A: As I have written about previously, there are a number of ways in which fraud matters beyond simply affecting vote totals. First, fraud can serve as a focal point for people who individually are dissatisfied with an oppressive regime, but do not usually have a single event that is upsetting all of them simultaneously. In this way, the fraud can serve a coordinating role, allowing people to oppose the country’s de facto leadership in large numbers at the same time over the same concern.

However, another way to think about the level of fraud is the manner in which it translates the election result into a signal of the “true” level of support for Putin. We can think of Putin’s “true” support as the vote percentage he receives, minus the amount that the total has been inflated by fraud. So, for example, say Putin receives 55 per cent of the vote.
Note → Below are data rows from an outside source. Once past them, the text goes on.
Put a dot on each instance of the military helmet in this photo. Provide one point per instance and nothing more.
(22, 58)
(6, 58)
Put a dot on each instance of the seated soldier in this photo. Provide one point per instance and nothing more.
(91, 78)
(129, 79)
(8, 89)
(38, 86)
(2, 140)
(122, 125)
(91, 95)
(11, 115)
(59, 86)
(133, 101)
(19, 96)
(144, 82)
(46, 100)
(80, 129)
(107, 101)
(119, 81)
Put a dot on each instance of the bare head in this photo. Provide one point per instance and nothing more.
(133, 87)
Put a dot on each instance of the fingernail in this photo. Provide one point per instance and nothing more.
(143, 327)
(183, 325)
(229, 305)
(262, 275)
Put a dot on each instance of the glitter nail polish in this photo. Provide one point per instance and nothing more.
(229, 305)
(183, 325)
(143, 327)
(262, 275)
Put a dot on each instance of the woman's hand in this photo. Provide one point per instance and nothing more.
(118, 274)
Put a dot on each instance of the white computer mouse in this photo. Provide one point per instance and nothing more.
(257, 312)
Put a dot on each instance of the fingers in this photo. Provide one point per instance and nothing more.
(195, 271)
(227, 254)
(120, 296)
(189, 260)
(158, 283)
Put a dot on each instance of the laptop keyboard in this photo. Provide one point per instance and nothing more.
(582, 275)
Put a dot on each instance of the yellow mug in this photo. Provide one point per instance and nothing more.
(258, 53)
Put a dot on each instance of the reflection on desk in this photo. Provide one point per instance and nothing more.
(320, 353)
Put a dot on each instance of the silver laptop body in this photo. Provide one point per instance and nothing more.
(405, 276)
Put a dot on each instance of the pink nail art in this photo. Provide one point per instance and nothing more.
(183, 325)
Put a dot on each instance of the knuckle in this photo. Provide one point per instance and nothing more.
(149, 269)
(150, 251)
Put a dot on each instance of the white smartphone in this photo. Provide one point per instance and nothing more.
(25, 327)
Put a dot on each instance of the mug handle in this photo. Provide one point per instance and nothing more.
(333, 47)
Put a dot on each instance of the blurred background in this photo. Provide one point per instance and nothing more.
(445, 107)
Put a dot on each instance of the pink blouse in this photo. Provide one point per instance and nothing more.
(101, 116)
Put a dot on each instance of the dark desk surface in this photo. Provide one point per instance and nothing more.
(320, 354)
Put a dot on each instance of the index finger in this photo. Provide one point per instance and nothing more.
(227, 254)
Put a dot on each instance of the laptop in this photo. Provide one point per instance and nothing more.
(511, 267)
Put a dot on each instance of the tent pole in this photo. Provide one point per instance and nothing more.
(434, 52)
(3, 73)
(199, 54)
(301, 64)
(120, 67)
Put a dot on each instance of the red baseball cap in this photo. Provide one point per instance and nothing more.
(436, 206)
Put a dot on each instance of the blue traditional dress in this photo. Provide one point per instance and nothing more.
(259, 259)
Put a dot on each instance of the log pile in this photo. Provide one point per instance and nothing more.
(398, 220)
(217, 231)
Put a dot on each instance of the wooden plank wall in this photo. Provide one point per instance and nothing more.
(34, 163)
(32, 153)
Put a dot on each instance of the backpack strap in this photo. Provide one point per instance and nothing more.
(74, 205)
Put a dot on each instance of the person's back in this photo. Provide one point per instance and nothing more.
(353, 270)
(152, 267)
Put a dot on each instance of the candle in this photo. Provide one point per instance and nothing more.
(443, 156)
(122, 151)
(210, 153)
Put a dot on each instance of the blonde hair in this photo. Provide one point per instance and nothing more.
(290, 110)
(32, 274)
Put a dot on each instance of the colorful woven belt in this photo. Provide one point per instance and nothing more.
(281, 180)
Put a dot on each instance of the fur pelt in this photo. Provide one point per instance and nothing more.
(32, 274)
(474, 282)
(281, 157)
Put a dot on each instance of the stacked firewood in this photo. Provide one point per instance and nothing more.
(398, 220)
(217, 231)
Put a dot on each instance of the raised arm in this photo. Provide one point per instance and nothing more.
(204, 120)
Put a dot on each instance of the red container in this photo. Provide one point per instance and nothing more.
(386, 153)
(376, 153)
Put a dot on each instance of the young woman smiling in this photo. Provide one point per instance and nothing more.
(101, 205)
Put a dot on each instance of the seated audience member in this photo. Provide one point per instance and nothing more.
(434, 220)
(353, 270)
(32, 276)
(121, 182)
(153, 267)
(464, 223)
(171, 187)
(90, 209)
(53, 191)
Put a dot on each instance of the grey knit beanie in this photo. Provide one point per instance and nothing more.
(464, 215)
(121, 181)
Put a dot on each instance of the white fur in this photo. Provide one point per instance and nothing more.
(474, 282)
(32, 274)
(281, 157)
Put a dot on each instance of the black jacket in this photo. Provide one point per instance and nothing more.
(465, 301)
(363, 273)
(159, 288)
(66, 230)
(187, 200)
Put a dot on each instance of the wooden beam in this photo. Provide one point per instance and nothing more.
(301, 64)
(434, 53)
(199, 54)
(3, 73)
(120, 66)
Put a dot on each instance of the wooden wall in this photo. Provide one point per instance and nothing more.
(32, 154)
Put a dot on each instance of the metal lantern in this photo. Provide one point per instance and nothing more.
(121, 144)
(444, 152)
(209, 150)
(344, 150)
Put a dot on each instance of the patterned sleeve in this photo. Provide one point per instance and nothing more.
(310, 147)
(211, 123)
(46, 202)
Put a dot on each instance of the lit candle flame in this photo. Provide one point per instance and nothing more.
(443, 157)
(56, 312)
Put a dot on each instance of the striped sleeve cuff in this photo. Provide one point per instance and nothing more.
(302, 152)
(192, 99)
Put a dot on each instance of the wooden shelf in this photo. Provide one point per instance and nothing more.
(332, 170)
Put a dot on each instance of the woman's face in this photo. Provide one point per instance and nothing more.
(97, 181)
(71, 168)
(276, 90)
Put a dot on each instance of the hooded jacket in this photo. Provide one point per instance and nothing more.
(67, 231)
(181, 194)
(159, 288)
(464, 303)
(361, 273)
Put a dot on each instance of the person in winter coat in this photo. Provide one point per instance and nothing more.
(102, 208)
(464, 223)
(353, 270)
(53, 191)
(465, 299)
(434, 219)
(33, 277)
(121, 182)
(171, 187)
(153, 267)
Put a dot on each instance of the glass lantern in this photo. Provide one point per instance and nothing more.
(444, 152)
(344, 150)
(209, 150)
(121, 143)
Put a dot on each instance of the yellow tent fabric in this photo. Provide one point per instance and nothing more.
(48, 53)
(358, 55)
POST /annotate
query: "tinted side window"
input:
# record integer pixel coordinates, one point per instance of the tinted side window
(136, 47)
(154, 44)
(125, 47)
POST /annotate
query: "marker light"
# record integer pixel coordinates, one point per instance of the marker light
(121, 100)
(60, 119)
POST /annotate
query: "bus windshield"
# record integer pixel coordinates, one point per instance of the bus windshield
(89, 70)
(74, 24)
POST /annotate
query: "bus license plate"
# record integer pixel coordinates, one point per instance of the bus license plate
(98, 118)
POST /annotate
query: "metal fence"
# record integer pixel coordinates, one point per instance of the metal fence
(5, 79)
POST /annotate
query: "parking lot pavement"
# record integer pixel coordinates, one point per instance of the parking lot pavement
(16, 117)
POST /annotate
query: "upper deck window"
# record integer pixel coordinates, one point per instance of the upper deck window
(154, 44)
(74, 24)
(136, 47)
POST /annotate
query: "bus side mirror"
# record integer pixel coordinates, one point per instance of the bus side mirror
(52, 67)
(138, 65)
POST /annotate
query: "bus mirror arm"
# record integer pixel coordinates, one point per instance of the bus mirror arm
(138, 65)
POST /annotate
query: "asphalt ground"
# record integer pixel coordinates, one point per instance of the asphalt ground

If everyone believes that he legitimately received that 55 per cent of the vote, then most people will realise that he is supported by a majority of the population. However, if most people believe that 20 per cent of the vote is due to fraud, then it would suggest that Putin’s “true” support in the country is significantly below 50 per cent. This in turn may lead both the mass citizenry and elites to behave differently than if they were to believe Putin genuinely had the support of a majority of citizens.

Q: So what’s the most important take-away point for the future of Russian politics from this election?

A: Unlike a regular election – where the most important result is who wins – in this election the most important result will be what happens to the incipient protest movement in Moscow. If the election takes the wind out of the sails of the movement, then Russia can largely expect more of the same. If the protests continue and increase in size, then changes are likely ahead for Russian politics. While the presidential election is not going to determine who becomes the next president – this has already been determined – factors such as whether Putin wins in the first round, how he does in Moscow, and how people interpret the “true” popularity of Putin may have an important role in determining the future of the protest movements.

And in this way, the coming Russian presidential elections, which will have no impact on who becomes Russia’s next president are, somewhat ironically, quite important for Russia’s next president.